Batasan dan Pelarangan Perjanjian Nominee di Indonesia:
Adapun pelarangan dari tindakan Perjanjian Nominee atau Nominee Agreement telah tertuang di dalam Pasal 48 ayat (1), ayat (2), dan ayat (3) Undang-Undang Perusahaan Terbatas Jo Pasal 33 ayat (1) dan ayat (2) Undang-Undang Penanaman Modal yang telah dijelaskan pada tabel di bawah ini:
UNDANG UNDANG PERUSAHAAN TERBATAS |
Pasal 48 Ayat (1) : Saham Perseroan dikeluarkan atas nama pemiliknya.”
|
Pasal 48 ayat (2): Persyaratan kepemilikan saham dapat ditetapkan dalam anggaran dasar dengan memperhatikan persyaratan yang ditetapkan oleh instansi yang berwenang sesuai dengan ketentuan peraturan perundang-undangan.”
Penjelasan Pasal 48 ayat (2): Yang dimaksud dengan “instansi yang berwenang” adalah instansi yang berdasarkan undang-undang berwenang mengawasi Perseroan yang melakukan kegiatan usahanya di bidang tertentu, misalnya Bank Indonesia berwenang mengawasi Perseroan di bidang perbankan, Menteri Energi dan Sumber Daya Mineral berwenang mengawasi Perseroan di bidang energi dan pertambangan. |
Pasal 48 ayat (3): Dalam hal persyaratan kepemilikan saham sebagaimana dimaksud pada ayat (2) telah ditetapkan dan tidak dipenuhi, pihak yang memperoleh kepemilikan saham tersebut tidak dapat menjalankan hak selaku pemegang saham dan saham tersebut tidak diperhitungkan dalam kuorum yang harus dicapai sesuai dengan ketentuan Undang-Undang ini dan/atau anggaran dasar
Penjelasan Pasal 48 ayat (3): Yang dimaksud dengan “tidak dapat menjalankan hak selaku pemegang saham”, misalnya hak untuk dicatat dalam daftar pemegang saham, hak untuk menghadiri dan mengeluarkan suara dalam RUPS, atau hak untuk menerima dividen yang dibagikan |
UU PENANAMAN MODAL |
Pasal 33 Ayat (1) : “Penanam modal dalam negeri dan penanam modal asing yang melakukan penanaman modal dalam bentuk perseroan terbatas dilarang membuat perjanjian dan/atau pernyataan yang menegaskan bahwa kepemilikan saham dalam perseroan terbatas untuk dan atas nama orang lain.”
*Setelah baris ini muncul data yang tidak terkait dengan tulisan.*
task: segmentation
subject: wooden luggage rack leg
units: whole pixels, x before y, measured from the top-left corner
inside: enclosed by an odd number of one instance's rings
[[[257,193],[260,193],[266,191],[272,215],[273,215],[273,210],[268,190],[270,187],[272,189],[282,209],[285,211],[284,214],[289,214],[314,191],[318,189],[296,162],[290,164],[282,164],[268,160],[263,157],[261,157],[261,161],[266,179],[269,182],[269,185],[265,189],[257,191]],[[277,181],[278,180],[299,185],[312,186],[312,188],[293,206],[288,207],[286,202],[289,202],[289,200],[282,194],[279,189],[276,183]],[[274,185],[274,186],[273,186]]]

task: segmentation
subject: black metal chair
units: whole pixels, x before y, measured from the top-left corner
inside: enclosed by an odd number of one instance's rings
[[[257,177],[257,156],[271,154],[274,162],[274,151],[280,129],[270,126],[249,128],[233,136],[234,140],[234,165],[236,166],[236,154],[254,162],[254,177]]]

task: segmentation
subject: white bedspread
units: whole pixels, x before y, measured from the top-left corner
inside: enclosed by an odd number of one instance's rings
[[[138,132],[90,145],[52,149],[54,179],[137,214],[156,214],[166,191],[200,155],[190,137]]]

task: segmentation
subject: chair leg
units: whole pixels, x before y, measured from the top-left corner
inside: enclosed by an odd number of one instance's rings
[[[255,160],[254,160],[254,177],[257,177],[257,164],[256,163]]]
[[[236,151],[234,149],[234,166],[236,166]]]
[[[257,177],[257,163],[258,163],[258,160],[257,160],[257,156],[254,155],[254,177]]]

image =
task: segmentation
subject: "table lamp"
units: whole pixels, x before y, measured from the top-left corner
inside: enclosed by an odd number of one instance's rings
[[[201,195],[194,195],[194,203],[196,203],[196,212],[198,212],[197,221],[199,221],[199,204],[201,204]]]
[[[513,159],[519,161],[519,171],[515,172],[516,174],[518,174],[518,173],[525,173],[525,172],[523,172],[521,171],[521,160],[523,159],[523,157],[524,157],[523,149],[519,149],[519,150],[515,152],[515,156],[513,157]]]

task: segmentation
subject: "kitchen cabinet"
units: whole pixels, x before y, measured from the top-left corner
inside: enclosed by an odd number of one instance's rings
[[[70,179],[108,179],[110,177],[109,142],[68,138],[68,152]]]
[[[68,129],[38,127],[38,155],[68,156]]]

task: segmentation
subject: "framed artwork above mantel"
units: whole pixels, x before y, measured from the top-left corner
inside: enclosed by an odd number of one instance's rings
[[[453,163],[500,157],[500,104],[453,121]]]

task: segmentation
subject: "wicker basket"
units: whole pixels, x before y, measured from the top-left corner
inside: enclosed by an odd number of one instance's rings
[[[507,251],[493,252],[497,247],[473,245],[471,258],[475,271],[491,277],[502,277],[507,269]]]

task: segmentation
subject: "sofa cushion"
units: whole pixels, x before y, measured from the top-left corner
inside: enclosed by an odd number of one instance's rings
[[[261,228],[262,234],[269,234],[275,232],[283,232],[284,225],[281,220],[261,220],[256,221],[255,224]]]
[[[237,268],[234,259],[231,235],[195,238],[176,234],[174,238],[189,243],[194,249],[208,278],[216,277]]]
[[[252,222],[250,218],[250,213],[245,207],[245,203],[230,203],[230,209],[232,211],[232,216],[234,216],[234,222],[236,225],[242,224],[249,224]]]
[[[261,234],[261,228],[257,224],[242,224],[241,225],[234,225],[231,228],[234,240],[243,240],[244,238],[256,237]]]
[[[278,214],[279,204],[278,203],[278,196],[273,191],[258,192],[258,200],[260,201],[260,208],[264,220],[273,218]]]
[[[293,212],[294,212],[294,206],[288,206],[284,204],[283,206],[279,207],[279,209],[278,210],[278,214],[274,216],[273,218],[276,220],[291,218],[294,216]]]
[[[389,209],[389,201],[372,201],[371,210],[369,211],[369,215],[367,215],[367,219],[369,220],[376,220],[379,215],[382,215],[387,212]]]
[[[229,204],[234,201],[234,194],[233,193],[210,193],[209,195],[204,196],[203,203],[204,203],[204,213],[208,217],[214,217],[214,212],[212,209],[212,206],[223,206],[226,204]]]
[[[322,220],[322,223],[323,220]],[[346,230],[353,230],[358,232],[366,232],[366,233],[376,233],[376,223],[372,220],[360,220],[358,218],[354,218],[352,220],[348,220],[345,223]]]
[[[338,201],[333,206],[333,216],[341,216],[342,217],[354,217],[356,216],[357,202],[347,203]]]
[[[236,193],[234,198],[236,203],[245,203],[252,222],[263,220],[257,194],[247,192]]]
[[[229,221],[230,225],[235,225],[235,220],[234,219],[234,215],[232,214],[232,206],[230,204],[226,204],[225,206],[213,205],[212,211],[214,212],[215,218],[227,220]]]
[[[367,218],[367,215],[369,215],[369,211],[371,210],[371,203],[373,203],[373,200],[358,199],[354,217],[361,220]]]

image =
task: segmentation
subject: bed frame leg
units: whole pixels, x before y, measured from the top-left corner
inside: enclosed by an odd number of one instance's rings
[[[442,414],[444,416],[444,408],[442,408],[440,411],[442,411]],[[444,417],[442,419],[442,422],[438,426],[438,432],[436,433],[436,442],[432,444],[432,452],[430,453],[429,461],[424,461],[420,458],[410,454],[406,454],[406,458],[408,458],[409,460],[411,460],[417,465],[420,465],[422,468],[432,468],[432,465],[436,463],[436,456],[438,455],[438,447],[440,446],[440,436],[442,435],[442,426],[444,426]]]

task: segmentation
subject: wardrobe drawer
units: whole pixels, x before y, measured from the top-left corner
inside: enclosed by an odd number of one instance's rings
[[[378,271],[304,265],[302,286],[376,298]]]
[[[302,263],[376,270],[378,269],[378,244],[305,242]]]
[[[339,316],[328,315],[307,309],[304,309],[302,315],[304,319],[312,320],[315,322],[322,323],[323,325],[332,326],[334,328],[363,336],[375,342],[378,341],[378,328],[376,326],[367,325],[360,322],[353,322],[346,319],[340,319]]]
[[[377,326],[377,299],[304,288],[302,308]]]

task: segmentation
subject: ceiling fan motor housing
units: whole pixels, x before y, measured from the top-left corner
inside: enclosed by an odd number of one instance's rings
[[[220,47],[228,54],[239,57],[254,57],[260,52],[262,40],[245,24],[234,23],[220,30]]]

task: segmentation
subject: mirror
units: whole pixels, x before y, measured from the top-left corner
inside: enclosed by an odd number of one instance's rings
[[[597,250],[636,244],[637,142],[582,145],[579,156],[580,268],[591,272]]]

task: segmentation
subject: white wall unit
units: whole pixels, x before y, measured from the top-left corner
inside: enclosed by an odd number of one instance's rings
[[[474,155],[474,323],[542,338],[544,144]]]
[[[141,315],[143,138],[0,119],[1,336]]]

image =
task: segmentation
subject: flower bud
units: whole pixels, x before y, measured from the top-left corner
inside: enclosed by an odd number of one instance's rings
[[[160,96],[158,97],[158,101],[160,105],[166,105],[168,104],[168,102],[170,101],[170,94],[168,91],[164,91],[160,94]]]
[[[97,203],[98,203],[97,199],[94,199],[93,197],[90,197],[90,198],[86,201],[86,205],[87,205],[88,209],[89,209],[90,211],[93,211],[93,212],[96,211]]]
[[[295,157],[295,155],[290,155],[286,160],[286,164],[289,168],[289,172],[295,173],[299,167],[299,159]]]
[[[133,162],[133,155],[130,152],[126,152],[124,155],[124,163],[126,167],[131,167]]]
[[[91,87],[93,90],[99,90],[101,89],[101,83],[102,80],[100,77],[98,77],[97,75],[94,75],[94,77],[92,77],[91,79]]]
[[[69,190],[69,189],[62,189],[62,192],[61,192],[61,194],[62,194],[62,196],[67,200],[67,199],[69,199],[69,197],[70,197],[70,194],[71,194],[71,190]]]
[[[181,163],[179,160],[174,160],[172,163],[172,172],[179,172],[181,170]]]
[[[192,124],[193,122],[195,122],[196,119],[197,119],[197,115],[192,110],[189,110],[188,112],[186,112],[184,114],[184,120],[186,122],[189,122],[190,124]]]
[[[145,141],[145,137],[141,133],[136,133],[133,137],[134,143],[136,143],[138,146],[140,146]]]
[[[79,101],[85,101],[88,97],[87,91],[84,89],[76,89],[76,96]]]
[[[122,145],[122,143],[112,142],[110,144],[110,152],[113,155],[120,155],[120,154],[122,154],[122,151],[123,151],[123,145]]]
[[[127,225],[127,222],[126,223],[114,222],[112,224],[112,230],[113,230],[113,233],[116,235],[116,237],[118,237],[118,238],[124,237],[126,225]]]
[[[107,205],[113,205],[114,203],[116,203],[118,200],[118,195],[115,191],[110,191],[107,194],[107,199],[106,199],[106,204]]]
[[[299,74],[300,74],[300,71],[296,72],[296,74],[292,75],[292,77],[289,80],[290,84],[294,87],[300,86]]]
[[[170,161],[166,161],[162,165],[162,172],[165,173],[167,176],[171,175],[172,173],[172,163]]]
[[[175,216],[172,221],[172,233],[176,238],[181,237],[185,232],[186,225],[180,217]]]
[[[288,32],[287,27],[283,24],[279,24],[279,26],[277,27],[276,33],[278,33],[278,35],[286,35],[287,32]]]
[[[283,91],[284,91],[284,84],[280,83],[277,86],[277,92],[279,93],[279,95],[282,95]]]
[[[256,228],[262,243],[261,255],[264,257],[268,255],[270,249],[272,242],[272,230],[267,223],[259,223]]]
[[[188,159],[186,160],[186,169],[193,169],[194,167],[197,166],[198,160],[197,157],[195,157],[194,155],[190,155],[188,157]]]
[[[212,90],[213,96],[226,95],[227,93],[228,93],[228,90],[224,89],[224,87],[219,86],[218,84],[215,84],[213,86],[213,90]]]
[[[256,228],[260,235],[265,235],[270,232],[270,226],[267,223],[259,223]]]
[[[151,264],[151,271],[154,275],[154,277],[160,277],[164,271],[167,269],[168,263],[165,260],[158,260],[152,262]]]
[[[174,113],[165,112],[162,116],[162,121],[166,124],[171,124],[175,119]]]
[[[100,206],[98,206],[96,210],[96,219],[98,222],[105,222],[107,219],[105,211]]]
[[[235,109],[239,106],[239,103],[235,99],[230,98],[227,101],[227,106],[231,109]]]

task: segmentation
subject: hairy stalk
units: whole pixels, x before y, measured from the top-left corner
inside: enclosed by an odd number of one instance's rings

Penjelasan Pasal 33 Ayat (1) : “Tujuan pengaturan ayat ini adalah menghindari terjadinya perseroan yang secara normatif dimiliki seseorang, tetapi secara materi atau substansi pemilik perseroan tersebut adalah orang lain.” |
Pasal 33 Ayat (2) : “Dalam hal penanam modal dalam negeri dan penanam modal asing membuat perjanjian dan/atau pernyataan sebagaimana dimaksud pada ayat (1), perjanjian dan/atau pernyataan itu dinyatakan batal demi hukum.”
Penjelasan Pasal 33 Ayat (2): Cukup Jelas |
Perjanjian Nominee, Benarkah Serta Merta Batal Demi Hukum?
Ada lima dasar hukum perikatan yang telah diatur dalam Pasal 1320 Kitab Undang-Undang Hukum Perdata.
Pembatalan Perjanjian Nominee dibagi menjadi dua, yaitu Pembatalan Mutlak dan Pembatalan Relatif. Pembatalan Mutlak adalah suatu perjanjian dianggap batal walaupun Para Pihak tidak memintanya dalam hal ini pembatalan secara mutlak dapat dikatakan sebagai batal demi hukum. Sedangkan Pembatalan secara Relatif adalah suatu Perjanjian diminta oleh salah satu pihak dan hanya berlaku terhadap pihak tertentu saja.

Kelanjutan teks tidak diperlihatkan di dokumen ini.